There are moments in David Gordon Green’s Halloween, the 11th installment in the long-running series, that flirt with a reinterpretation of the Michael Myers mythos, which would have been a welcome change to the stale franchise had it followed through. Instead, the film adopts what seems to have become the studio paradigm for sequels/reboots (think Jurassic World, Ghostbusters): a bare-bones retelling of the same old story with needless, distracting additions and complications that only attempt to hide the fact that nothing new or significant is happening. When approaching these sorts of franchise reboots, it’s best to ask yourself whether you would care about the film if it weren’t related to its beloved predecessor.
For some reason or another, the story begins by following a duo of British journalists (Jefferson Hall and Rhian Rees) who are compiling evidence and conducting interviews for a true crime Serial-eque podcast on the Haddonfield murders. Myers’s status as a serial killer has grown in the 40 years since his infamous killing spree, and the podcast seeks to determine whether he is anything “more than pure evil,” whatever that means. In a sense, this setup offers us a fairly effective re-entry point into the world of Halloween. The duo interviews Laurie Strode (Jamie Lee Curtis), a recluse still reeling from the trauma of the ’78 murders, and Myers himself, who is restricted by the four walls of a high security prison. Besides the narrative convenience of following these anonymous podcasters learning about Haddonfield for the first time, their inclusion in the film mostly feels cursory and baffling—they aren’t interesting in the slightest, and their storyline never pays off in any way that could justify its existence. Maybe Green and his co-screenwriters wanted to say something about true-crime culture and our obsession with mass murderers, but even if that’s the case, they never make their intentions clear.
Running parallel to this misguided plotline are the happenings of the Strode family in Haddonfield as Halloween approaches. While Laurie lives on the outskirts of town, her daughter, Karen (Judy Greer), and Karen’s husband (Toby Huss) are raising a teenage daughter, Allyson (Andi Matichak), on the same suburban streets where Myers ran amuck decades prior. The small family has collectively done its best to repress any and all memories of the murders that scarred the town 40 years prior, refusing to acknowledge the holiday altogether (on Halloween, they put on ugly Christmas sweaters). Of course, these details come off as somewhat ironic given the film itself goes out of its way to remind us of the original with all sorts of visual callbacks and blatant references to it.
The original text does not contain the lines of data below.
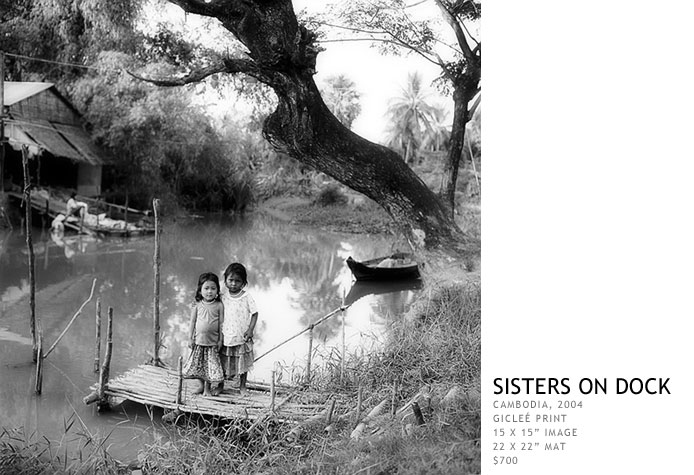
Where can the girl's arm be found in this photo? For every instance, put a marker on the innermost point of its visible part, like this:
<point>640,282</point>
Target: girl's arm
<point>193,321</point>
<point>220,342</point>
<point>248,334</point>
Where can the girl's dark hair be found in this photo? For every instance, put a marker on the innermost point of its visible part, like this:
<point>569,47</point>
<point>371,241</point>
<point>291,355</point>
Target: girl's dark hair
<point>207,277</point>
<point>238,269</point>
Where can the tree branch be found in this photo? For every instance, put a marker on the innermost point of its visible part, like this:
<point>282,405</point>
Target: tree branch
<point>459,33</point>
<point>228,65</point>
<point>200,7</point>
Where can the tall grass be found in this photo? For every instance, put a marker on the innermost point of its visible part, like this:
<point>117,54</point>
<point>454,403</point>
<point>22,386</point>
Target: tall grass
<point>77,452</point>
<point>433,353</point>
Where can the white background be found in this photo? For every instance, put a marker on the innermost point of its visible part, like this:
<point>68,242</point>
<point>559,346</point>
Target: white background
<point>588,210</point>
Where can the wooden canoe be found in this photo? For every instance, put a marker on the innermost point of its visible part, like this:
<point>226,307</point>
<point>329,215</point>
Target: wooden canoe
<point>394,267</point>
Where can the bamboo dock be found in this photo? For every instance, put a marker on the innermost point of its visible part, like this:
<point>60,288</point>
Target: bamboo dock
<point>156,386</point>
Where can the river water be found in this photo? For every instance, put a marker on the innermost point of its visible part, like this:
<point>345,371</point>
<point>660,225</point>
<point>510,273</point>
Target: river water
<point>297,275</point>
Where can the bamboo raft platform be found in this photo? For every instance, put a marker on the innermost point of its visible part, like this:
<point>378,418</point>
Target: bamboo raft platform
<point>156,386</point>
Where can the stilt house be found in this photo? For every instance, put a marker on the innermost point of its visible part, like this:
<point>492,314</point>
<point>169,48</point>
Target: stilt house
<point>63,153</point>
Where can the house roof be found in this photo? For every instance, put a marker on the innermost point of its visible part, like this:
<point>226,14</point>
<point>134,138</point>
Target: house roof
<point>61,140</point>
<point>18,91</point>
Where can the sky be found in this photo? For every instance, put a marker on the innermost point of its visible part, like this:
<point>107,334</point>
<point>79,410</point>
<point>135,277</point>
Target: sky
<point>378,78</point>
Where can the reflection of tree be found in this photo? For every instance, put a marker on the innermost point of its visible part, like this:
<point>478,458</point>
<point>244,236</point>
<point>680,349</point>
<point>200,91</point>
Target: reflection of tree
<point>310,262</point>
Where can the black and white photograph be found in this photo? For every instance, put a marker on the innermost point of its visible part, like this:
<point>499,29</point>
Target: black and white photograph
<point>248,236</point>
<point>241,237</point>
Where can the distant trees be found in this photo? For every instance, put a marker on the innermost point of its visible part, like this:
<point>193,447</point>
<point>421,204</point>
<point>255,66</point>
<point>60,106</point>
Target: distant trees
<point>281,53</point>
<point>342,98</point>
<point>395,27</point>
<point>160,144</point>
<point>412,118</point>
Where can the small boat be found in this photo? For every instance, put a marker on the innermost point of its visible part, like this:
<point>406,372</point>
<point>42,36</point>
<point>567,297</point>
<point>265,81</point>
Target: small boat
<point>394,267</point>
<point>362,288</point>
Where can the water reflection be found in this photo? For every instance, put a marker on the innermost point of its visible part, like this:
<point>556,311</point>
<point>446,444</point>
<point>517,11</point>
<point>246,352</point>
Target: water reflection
<point>296,276</point>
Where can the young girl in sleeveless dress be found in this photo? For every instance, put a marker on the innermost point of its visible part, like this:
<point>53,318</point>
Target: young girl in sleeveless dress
<point>206,320</point>
<point>241,315</point>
We get a reworking of the iconic title sequence that features shots of teenagers (two girls and a dopey guy) strolling down empty suburban streets, a cameo or two, and even a classroom discussion of fate, thrown in for good measure.
All of these elements come across as pandering, as does the scene where Michael Myers—while being transported from one prison to another—invariably escapes before scurrying back to his old stomping grounds to kill some more babysitters. There’s precisely one effective, well-executed sequence in this film: In a dingy gas-station bathroom, one unlucky character hides in and crawls between stalls to escape Michael. Everything else that follows this sequence pales in comparison and lacks any of its ingenuity and flare. The man in the mask proceeds to terrorize the community again, while the Strode family bands together and take the offensive, attempting to kill Myers once and for all. Halloween banks on these moments of clever reversals, even going as far as to restage iconic shots with a twist, such as when Myers is found hiding in a closet, just like Laurie was in the original.
These aspects of the movie are fine and good, but cleverness can only get you so far when making a horror film in the name and tradition of a beloved classic. John Carpenter’s original has been canonized because of its simple, no-nonsense approach to the genre—Michael Myers was an elemental force that shocked an entire community with only a mask and a knife to his name. With this sequel, Green attempts (and only attempts) to recapture what was so great about the original, which is a dubious task if there ever was one, because Green has no prior experience in horror. He may know how to compose a shot, but that sort of skill isn’t necessarily transferable to constructing effective sequences and building tension. Even if we can look past Halloweens’ crowd-pleasing proclivity, the fact of the matter is that Myers just isn’t very scary here, and that’s on the filmmakers.